Au moment du procès, malgré les quelques mois qui se sont écoulés depuis la Libération, les plaies ouvertes pendant l’Occupation restent vives. Le statut de zone interdite des départements du Nord a placé une population de 3 millions d’habitants sous la tutelle directe du commandement militaire allemand de Bruxelles. Pendant cinquante et un mois, l’occupant a imposé aux habitants de lourds sacrifices : plus de 20 000 arrestations suivies d’internements et de déportations, près d’un millier de patriotes exécutés. Tout ceci influe sur le procès du lieutenant F… Il se déroule sous l’œil vigilant des résistants, dans un climat passionnel et passionné qui exige une conclusion rapide. Il s’achève en fin de journée. Témoigner à décharge dans ces temps de tension politique très vive exige une dose incontestable de courage. Pas un de ses chefs ne vient déposer. Toutes ces circonstances jouent en sa défaveur. Après la délibération, la cour condamne l’officier à la peine de mort et à la confiscation de ses biens. Le général de Gaulle rejette le recours en grâce présenté par son défenseur. Le 20 mai, le journal Nord-Matin, dans un entrefilet intitulé « La justice passe », annonce son exécution à Béthune le samedi matin 19.
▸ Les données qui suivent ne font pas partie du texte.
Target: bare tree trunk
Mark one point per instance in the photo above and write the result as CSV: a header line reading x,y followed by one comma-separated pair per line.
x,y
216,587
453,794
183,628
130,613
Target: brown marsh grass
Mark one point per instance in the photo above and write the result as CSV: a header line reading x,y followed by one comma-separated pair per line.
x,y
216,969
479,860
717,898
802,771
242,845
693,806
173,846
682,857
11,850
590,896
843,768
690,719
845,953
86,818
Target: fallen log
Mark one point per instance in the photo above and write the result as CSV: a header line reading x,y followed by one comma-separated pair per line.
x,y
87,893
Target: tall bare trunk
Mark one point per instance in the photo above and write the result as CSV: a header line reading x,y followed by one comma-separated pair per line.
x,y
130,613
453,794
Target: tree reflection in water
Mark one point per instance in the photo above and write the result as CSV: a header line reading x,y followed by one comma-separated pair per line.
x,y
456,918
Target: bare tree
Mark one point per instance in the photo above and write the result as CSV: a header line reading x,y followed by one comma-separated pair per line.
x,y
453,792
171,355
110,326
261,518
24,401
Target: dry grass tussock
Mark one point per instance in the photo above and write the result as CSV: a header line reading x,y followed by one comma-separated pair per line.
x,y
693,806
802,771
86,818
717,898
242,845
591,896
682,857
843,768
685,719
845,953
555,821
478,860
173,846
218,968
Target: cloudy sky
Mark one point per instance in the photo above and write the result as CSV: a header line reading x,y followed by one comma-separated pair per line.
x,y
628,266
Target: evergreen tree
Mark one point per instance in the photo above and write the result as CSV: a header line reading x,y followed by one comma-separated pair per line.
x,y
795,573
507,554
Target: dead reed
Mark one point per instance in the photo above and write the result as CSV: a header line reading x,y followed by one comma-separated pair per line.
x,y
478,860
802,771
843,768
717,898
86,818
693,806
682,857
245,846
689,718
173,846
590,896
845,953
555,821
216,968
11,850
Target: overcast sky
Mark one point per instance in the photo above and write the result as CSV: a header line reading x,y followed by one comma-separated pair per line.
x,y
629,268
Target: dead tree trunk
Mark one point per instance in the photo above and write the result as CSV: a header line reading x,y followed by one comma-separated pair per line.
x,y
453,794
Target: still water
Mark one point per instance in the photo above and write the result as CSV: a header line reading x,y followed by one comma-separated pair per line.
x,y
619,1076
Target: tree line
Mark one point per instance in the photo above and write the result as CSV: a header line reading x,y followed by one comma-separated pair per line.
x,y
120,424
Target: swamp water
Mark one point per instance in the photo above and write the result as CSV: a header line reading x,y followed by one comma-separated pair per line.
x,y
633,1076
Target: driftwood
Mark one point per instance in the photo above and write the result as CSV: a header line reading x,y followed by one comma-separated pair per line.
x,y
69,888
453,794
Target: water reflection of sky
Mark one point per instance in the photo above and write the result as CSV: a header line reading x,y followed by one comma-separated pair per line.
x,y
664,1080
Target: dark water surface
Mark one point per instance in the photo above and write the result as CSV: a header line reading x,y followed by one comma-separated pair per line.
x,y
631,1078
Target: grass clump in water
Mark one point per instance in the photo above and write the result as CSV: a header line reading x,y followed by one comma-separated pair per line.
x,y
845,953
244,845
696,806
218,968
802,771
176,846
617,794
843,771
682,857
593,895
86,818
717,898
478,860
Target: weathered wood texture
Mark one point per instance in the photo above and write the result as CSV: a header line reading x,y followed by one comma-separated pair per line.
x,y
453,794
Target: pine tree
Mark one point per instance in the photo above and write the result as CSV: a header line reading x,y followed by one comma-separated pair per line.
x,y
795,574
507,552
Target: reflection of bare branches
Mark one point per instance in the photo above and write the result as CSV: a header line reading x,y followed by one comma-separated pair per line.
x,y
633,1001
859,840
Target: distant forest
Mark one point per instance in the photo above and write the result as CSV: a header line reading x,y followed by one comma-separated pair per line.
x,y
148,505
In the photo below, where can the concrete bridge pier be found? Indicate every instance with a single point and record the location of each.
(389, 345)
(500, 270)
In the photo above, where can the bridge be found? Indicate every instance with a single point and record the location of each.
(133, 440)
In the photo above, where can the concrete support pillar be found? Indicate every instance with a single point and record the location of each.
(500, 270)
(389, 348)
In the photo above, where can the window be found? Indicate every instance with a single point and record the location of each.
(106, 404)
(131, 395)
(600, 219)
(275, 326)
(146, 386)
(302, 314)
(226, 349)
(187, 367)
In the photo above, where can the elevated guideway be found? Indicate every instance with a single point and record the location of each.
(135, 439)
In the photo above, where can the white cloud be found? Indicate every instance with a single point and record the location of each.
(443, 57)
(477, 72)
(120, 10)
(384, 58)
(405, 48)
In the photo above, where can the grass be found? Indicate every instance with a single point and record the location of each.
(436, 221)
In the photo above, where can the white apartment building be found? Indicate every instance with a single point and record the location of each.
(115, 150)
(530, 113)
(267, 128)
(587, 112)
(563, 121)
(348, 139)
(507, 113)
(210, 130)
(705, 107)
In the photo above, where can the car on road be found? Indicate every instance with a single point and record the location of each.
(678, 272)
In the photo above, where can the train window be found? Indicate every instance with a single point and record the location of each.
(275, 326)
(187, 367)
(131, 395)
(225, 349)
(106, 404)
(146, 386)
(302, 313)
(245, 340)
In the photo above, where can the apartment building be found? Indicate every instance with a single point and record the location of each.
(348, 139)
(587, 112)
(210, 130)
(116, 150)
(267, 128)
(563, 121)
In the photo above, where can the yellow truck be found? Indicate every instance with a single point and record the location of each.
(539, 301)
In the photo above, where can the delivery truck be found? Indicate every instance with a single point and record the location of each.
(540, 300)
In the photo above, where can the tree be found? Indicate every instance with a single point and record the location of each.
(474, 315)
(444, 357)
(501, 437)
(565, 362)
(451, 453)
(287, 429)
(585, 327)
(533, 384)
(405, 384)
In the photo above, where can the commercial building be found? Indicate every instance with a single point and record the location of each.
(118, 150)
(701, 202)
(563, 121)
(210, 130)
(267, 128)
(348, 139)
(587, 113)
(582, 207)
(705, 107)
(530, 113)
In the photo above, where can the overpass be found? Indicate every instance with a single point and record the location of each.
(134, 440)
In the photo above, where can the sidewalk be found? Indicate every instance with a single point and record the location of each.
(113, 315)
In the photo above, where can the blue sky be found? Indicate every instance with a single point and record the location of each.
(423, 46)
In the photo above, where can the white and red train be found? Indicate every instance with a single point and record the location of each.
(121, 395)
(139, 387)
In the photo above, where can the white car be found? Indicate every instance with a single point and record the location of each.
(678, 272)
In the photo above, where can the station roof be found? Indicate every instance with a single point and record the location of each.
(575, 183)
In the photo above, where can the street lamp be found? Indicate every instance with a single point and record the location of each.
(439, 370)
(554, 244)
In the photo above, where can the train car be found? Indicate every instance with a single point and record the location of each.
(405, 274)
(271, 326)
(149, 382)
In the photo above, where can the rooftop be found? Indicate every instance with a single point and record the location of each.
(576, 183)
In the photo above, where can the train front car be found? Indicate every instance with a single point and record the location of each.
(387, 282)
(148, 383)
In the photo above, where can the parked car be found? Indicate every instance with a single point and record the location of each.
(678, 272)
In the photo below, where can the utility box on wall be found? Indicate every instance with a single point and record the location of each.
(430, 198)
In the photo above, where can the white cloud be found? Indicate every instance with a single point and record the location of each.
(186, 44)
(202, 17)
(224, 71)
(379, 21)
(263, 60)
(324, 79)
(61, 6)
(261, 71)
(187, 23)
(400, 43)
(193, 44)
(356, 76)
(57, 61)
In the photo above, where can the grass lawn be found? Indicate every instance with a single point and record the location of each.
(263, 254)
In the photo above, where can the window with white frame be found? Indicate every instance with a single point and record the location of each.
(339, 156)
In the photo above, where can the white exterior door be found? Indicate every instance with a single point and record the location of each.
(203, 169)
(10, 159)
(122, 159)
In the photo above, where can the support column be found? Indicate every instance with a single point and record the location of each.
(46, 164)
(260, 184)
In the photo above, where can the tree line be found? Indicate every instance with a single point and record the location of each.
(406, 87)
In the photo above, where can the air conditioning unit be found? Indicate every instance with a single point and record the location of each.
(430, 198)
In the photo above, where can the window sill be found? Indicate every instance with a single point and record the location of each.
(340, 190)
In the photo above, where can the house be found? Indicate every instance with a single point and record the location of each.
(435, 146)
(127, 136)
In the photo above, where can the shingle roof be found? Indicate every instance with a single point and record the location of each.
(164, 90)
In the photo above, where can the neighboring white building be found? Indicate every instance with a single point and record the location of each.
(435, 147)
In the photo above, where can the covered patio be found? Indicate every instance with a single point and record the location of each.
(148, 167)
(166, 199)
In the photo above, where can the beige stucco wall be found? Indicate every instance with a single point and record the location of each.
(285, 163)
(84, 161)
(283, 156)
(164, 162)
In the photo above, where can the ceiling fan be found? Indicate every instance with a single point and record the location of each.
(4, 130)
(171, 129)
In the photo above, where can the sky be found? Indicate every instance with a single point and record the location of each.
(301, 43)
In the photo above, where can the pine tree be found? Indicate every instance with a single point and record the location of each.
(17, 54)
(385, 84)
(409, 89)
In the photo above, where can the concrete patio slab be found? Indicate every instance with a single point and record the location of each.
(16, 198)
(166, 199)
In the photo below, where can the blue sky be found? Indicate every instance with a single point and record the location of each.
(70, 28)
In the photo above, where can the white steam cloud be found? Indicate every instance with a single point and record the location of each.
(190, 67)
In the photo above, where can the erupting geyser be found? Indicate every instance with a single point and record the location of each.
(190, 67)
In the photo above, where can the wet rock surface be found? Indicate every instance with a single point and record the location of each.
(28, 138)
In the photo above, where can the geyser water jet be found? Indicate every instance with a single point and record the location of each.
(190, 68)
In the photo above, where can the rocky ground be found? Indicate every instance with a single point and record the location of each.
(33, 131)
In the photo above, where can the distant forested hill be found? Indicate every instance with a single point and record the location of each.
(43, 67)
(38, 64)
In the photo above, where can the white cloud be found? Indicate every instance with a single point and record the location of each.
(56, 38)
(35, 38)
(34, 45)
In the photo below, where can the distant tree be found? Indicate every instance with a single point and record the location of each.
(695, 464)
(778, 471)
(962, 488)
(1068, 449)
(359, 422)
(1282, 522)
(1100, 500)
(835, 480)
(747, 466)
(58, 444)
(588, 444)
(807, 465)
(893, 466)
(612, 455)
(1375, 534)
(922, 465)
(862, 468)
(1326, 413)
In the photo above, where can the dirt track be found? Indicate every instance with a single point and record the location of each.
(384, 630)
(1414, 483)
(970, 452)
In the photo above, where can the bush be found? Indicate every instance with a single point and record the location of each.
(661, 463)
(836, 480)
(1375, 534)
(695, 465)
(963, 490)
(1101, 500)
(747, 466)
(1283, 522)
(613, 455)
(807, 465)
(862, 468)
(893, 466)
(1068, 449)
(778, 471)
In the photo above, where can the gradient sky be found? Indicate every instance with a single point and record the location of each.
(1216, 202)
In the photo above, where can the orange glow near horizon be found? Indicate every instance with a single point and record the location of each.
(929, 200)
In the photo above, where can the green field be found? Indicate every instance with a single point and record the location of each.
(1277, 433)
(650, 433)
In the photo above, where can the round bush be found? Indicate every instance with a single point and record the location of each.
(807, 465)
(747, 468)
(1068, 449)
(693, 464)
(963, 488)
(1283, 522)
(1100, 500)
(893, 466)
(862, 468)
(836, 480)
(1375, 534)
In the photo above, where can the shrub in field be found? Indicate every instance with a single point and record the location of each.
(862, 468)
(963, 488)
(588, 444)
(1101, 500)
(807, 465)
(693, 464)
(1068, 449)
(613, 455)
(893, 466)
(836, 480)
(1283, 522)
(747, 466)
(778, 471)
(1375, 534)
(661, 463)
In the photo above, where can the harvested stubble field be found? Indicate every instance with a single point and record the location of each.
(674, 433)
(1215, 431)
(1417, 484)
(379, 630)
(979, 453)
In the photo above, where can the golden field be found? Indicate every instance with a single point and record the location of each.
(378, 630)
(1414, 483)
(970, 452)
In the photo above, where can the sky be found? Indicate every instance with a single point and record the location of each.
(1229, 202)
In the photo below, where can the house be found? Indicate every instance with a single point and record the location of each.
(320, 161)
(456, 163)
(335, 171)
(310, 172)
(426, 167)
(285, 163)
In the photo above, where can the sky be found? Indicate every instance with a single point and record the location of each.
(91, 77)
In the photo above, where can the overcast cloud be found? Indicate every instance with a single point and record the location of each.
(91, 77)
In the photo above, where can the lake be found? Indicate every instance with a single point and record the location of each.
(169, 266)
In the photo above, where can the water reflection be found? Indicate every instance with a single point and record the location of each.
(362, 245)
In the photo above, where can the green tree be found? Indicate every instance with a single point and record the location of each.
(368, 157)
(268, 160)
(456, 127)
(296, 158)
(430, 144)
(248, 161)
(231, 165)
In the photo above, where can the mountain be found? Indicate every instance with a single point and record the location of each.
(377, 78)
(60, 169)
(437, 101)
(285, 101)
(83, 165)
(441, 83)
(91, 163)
Dans l’ultime lettre qu’il adresse à ses proches avant son exécution, dont une photocopie est conservée dans une collection particulière, l’officier, qui s’exprime à la troisième personne, évoque d’abord son procès :
«…il a pardonné à tous ceux qui par haine, par lâcheté, par passivité, par veulerie sont responsables de sa mort. Il ne désire et ne souhaite aucune vengeance car depuis des mois il aurait pu lui-même faire bien du mal dans le cadre des mœurs actuelles mais même pour se défendre il n’a pas voulu que la plus petite souffrance pour qui que ce soit puisse venir de lui-même car il a trop mesuré la douleur et la misère qu’engendrent ceux que se laissent guider par la passion et la vengeance. Mais il veut de façon absolue que son procès soit révisé, il veut que des juges professionnels militaires et indépendants effacent l’injure faite au nom de sa femme et de ses enfants… »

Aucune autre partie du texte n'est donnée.